小中学生の力作が並んだ展覧会を見に行って、その感想の続きです。(→小中学生の作品を見て)図工の授業、美術の授業、その経験は一生ものと書きましたが、思うところをまとめます。

 先日、1歳半の孫を預かりました。クレヨンでぐるぐる画用紙に描くのがお気に入り、途中で別のクレヨンに替えたりするのですが、色の違いはわかっているのか、そもそも「描いている」という意識があるのか。でも自分が手を動かして紙の上に線ができていくのは楽しいのでしょう。もう少し大きくなって言葉もたくさん喋るようになったら、そのぐるぐるを指して「みかん」とか「ニャンニャン」とか言うのでしょうか。

 あるデイサービスの工作指導で100歳のおばあさんに会ったことがあります。作業はとてもゆっくりでした。紙のパーツを並べたり、また戻したりしているので、やり方がわからないのかと声をかけようと思ったのですが、真剣な顔で色選びをしているようにも見えたので様子を見ることにしました。そのうちに選んだ色のパーツをゆっくり丁寧に貼り付けて、他の方達よりもかなり遅れてしまいましたがきれいに完成させました。そして私の顔を見て、「パープルでまとめてみたんだけど、どうかしら?」と。100歳から発せられたパープルという言葉に思わず面食らってしまいましたが、センスの良い色選びをしていることに感動しかありません。

 1歳半も100歳も、同じように良い顔をしています。色や形を駆使した創作活動は、特別な知識や技術よりも「描きたい。作りたい。」の気持ちで成立するものではないかと思います。気持ちさえあれば誰でも楽しめるものづくりである反面、「描こう。」と思わないとほとんど絵なんて描かないで一生終えるかもしれません。そんな創作活動を9年間、すべての人が経験するのが図工・美術の授業です。

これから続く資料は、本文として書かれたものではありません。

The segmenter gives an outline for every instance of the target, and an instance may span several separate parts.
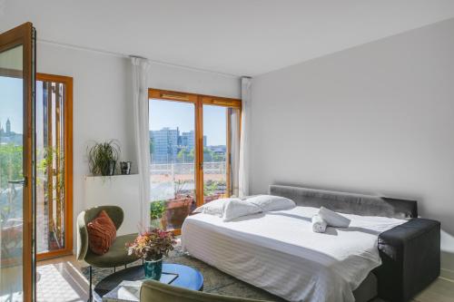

 教科書はあるものの内容や指導方法は各校さまざまです。でも、できることならその経験を、より多くの児童や生徒が「またやってみたい。」と普段の生活や将来につなげていくようなものであってほしい。色や形は生活の中で当たり前に目にする視覚情報、様々な描画材料やはさみや接着剤なども簡単に手に入ります。授業で教えられた知識や技術が多くはなくても、それに興味を持って描くことやつくることを楽しいと思えたら、いくらでも広げていける環境です。苦手意識を持ったり、ただ成績のために作るのはもったいないです。

 生涯学習という言葉が定着し、大人になってからも生活の中に時間の余裕ができた時、何かを始めたいと思う人が多いようです。絵画や陶芸など図工・美術の延長にあるものは、それなりの割合を占めますが、「やってみようかな。」という気持ちの裏には楽しかった思い出やうまくできた成功体験もあるのではないかと思います。定年後の60代、70代でスタートしても素晴らしい作品を作ることができる・・。気持ちで成立する創作活動ですから、やる気次第です。

 授業でどんな内容を扱うべきなのか、何が正解なのかはわかりません。ただ、少ない授業時間の中で、児童や生徒全員にある程度の経験をさせ、それなりの成果を期待するならば、大きな作品を時間をかけて作るのは難しい気がします。人数の多い学校では作品の置き場所など、物理的に無理な問題も出てくるでしょう。「素晴らしい見応えのある作品」と「子ども達みんなにとっての良い授業」は別のものだと思います。

 でも、素晴らしい作品作りにつながっていくスタートやきっかけは、小中学校での授業です。普段は絵など描かない子どもでも授業での経験を「面白い。」「楽しい。」と感じるかも知れないし、何を作ろうかと考えることで自分の「好きなもの」にも気づきます。すぐに、図工・美術が大好きにならなくても、いつかの「やってみようかな。」につながれば充分です。